Gipsy King di Ciredz è il titolo della prima opera murale per ABSTRACTISM – space>place. Realizzato all’Aranceto, quartiere nella periferia sud di Catanzaro che versa in uno stato di degrado cronico e negli anni ha visto l’isolamento e la ghettizzazione dei suoi abitanti. Proprio in questo microcosmo, nella periferia più dura, l’intervento di Ciredz assume una particolare rilevanza simbolica e diventa fortemente rappresentativo degli obiettivi del festival. 

JEROEN EROSIE

Linguaggio Universale
via Boccioni

Traendo ispirazione dal suo incredibile sketchbook e prendendo spunto dai colori dell’intorno preesistente, Jeroen Erosie arriva a Piano Casa, quartiere popolare a pochi passi dal centro storico di Catanzaro, con un trittico dal titolo ‘Linguaggio Universale’. Dopo i primi tre giorni di lavoro, gli abitanti dell’edificio che affaccia sui primi due muri hanno spontaneamente concesso l’autorizzazione per poter realizzare anche la terza parete: 120 metri quadrati che Jeroen ha dipinto in un solo giorno con l’aiuto dei fari delle auto e delle sciarpe del Catanzaro.

GRAPHIC SURGERY

Increment
via della Stazione

Il lavoro minimale e complesso di Graphic Surgery rompe definitivamente il confine tra arte e architettura. Studiando la griglia dell’edificio, gli artisti olandesi hanno creato un murale a più livelli, precisi spazi positivi e negativi che esaltano e mantengono riconoscibile la struttura preesistente.

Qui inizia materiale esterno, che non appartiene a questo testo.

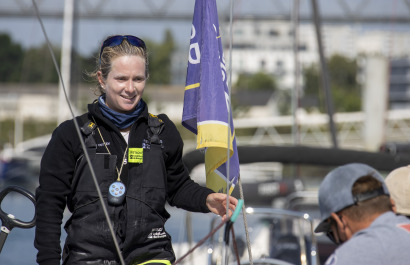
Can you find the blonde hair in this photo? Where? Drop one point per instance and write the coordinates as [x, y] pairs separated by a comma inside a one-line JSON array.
[[108, 54]]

Realizzata sulla parete di un Istituto Tecnico, lncrement si pone come stimolo e fonte d’ispirazione per gli studenti di grafica al suo interno.

SBAGLIATO

Terremoto
Sarrottino

Lavoro inedito per composizione, tecnica e dimensioni per il collettivo Sbagliato, che per Abstractism esplicitano la loro natura concettualmente astratta. Attraverso la moltiplicazione e l’affissione dell’iconica persiana tramite collage su muro, l’opera, concepita in una zona ad alto rischio sismico, rimanda alla situazione sociale nella quale si trovano le nuove generazioni, che vivono con la terra che continuamente trema sotto i loro piedi.

STEN & LEX

Abeti
via Lidonnici

Sten & Lex chiudono la presentazione delle 10 principali opere murali realizzate per ABSTRACTISM, con questo pezzo dal titolo ‘Abeti’. L’opera continua la ricerca artistica su percezioni più soggettive e astratte degli importanti interpreti italiani, e concretizza gli obiettivi del festival modificando l’aspetto di un brutale muro di contenimento in cemento armato a due passi dai giardini di San Leonardo: un nuovo segno in uno storico punto di riferimento per gli adolescenti della città.

TELLAS

Profondo Sud
via T. Campanella

Dopo la combo della passata edizione, Tellas torna a Catanzaro con Profondo Sud, un’opera personale nel quartiere Materdomini, a pochi passi dal muro di Alberonero. Un gradiente acceso e organico dove la natura può esplodere e scagliare verso l’alto i suoi frammenti. Realizzata su un edificio privato situato accanto all’Accademia delle Belle Arti, l’opera potrà fornire nuovi spunti di riflessione per i professori oltre che stimolare la creatività degli studenti.